Barefoot Brain Power Children With No Shoes On "Do Better And Behave Better" In Classroom
Kids who don’t wear shoes in the classroom obtain higher grades and behave better than children who wear shoes at school, a decade-long study reveals.
Reading, writing and arithmetic are some of the staples of a good education, but a decade-long study reveals that heading into the classroom sans shoes could also be one of the keys to a good education.
Inspired by schools in Scandinavia, where the practice is considered normal, researchers at the University of Bournemouth followed children in over 100 schools in 25 different countries for the past 10 years and found that children who leave their shoes outside the classroom arrive to school earlier, leave later, read more frequently, behave better and are more engaged in their lessons than their shoe-clad counterparts — all of which ultimately results in better academic achievement overall.
Apart from Scandinavia, the researchers visited schools in Australia, New Zealand and West London, the latter of which had the team studying children’s behavior and academic results all the way through university. At the end of the study, the researchers said they believe that children who take their shoes off before entering the classroom “feel at home” and more relaxed while learning, which boosts performance.

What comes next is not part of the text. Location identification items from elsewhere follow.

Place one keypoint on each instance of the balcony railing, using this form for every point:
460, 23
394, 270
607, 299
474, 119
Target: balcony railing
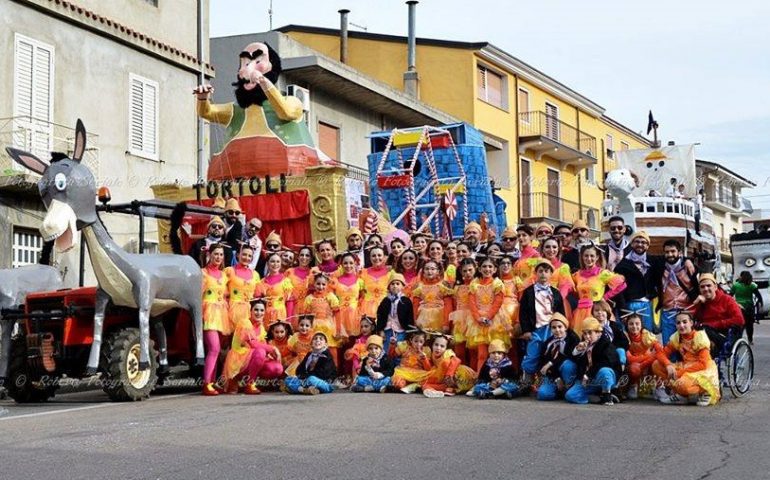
544, 206
540, 124
41, 137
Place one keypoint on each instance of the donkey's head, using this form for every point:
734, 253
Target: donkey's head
67, 188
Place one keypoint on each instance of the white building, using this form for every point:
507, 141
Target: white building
127, 69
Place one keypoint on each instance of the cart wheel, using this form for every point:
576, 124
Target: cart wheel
124, 380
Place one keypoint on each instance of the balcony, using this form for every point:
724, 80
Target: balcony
40, 138
724, 203
547, 135
544, 207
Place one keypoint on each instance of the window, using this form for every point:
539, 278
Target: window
27, 245
143, 117
490, 87
591, 175
523, 104
33, 96
329, 140
551, 121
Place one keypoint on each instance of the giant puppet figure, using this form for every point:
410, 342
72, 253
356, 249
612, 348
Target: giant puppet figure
152, 284
751, 252
265, 134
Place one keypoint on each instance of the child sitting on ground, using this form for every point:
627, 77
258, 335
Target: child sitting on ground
557, 369
447, 375
598, 366
497, 377
376, 369
414, 365
315, 372
642, 348
354, 354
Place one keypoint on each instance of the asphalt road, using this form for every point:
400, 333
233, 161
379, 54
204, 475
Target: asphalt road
179, 434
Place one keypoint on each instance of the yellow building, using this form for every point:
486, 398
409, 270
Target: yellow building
547, 145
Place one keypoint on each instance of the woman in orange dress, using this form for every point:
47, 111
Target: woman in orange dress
277, 290
242, 282
349, 290
486, 298
323, 304
432, 299
300, 277
216, 322
593, 283
375, 279
250, 357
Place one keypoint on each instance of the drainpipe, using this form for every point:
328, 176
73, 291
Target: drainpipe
201, 164
411, 79
344, 35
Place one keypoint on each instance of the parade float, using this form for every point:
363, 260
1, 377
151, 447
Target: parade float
637, 192
420, 178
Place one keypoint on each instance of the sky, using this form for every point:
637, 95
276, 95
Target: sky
703, 67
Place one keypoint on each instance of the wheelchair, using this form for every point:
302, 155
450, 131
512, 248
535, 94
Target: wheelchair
735, 363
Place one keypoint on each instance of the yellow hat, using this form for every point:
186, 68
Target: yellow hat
497, 346
642, 234
353, 231
232, 204
219, 202
590, 324
273, 237
374, 340
543, 261
472, 226
214, 220
558, 317
579, 224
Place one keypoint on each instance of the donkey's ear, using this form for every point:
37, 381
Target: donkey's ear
27, 160
80, 141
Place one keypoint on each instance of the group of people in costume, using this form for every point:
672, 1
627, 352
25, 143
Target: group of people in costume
544, 310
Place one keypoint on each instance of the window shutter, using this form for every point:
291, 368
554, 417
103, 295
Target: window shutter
143, 117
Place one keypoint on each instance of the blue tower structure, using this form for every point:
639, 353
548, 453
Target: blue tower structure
455, 151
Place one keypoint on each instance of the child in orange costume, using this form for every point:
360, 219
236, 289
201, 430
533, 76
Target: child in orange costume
278, 336
485, 300
432, 299
323, 304
693, 380
359, 348
415, 362
300, 344
448, 376
461, 316
642, 348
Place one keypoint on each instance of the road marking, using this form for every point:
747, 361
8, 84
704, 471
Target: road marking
89, 407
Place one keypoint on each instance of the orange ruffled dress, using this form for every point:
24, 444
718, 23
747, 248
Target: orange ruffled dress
240, 292
375, 289
323, 305
215, 311
348, 317
276, 294
432, 303
697, 373
486, 297
461, 316
591, 286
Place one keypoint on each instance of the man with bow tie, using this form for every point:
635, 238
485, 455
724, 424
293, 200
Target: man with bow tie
538, 304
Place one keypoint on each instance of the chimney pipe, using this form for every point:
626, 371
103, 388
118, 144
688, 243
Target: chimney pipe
411, 79
344, 35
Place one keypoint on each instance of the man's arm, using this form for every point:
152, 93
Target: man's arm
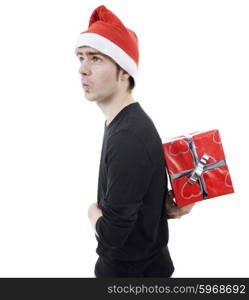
94, 213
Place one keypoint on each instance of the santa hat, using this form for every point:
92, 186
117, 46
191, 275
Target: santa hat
107, 34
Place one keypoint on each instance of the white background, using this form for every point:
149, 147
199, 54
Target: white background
194, 75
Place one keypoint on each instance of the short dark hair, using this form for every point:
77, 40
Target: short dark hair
131, 80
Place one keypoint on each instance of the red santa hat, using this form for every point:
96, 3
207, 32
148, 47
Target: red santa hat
107, 34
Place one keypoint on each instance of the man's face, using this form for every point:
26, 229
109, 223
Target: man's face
98, 74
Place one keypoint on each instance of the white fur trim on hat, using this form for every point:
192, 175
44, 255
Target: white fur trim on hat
109, 48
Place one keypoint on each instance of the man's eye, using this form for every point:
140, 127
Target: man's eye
95, 58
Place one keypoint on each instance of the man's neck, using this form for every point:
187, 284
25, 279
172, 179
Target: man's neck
111, 107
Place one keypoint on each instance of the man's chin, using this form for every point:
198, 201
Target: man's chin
90, 97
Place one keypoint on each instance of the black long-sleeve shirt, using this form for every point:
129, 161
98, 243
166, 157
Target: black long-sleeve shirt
132, 187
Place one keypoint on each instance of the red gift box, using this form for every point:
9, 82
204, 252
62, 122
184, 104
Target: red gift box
197, 167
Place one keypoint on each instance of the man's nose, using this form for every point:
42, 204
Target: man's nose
85, 68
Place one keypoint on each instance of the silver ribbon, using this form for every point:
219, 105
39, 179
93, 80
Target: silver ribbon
200, 168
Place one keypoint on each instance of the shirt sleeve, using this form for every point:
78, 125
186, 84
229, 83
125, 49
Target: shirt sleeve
129, 172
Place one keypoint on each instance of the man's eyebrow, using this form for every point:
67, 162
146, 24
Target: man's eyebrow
89, 53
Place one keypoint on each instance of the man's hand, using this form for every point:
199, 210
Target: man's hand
94, 212
173, 211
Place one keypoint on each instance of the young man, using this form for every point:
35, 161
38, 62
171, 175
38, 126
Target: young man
129, 218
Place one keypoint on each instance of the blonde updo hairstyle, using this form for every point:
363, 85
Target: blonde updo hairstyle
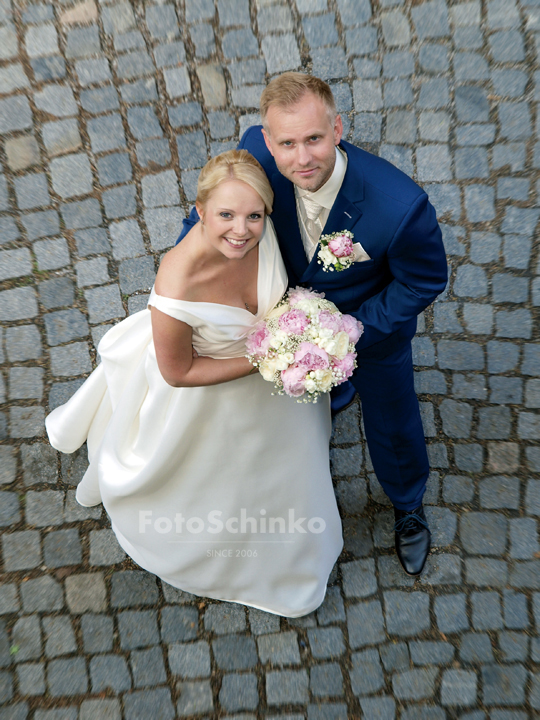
234, 165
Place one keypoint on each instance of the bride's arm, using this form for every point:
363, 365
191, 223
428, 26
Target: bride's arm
174, 353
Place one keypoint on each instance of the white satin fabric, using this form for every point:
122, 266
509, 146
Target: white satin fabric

“Children are much more willing to sit on the floor and relax if they have no shoes on,” says Stephen Heppell, lead researcher and Professor at the Centre for Excellence in Media Practice at Bournemouth University. “The last place a child would sit to read is an upright chair and we’ve found that 95 per cent of them actually don’t read on a chair at home. When they go on holidays the read lying down. Having conditions in the classroom that are like those at home means that more [kids] are reading in the classroom.”
The homey feeling may also be what’s responsible for shoeless children arriving to class earlier and staying later than kids who wear shoes in the classroom — which translates, on average, to half an hour of extra learning per day. “The key to attainment is engagement and if children want to be there and enjoy being there, universally they do better,” Heppell says. “When they arrive late and leave early and are disengaged, their performance suffers. Kids with shoes on are less engaged than those without shoes.”
What’s more, the study found that bullying rates in schools that have no-shoe policies are markedly reduced. “It seems to be difficult to be a bully with your shoes off,” notes Heppell. “All the places we’ve been where kids have their shoes off, they report calmness.”
However, not everyone agrees that implementing a shoeless classroom is the best approach to improve learning habits. Secondary school teacher Tom Starkey told The Guardian that schools shouldn’t fall for quick fixes. “It’s the shoes [that are a problem], or the food, or the color of the uniform. It’s more complicated than that,” he warns. “It’s about socio-economic background, what’s going on in the school, teaching approach. Focusing on one thing – such as shoes, which is cute – sometimes shifts the focus away from things that are more important.”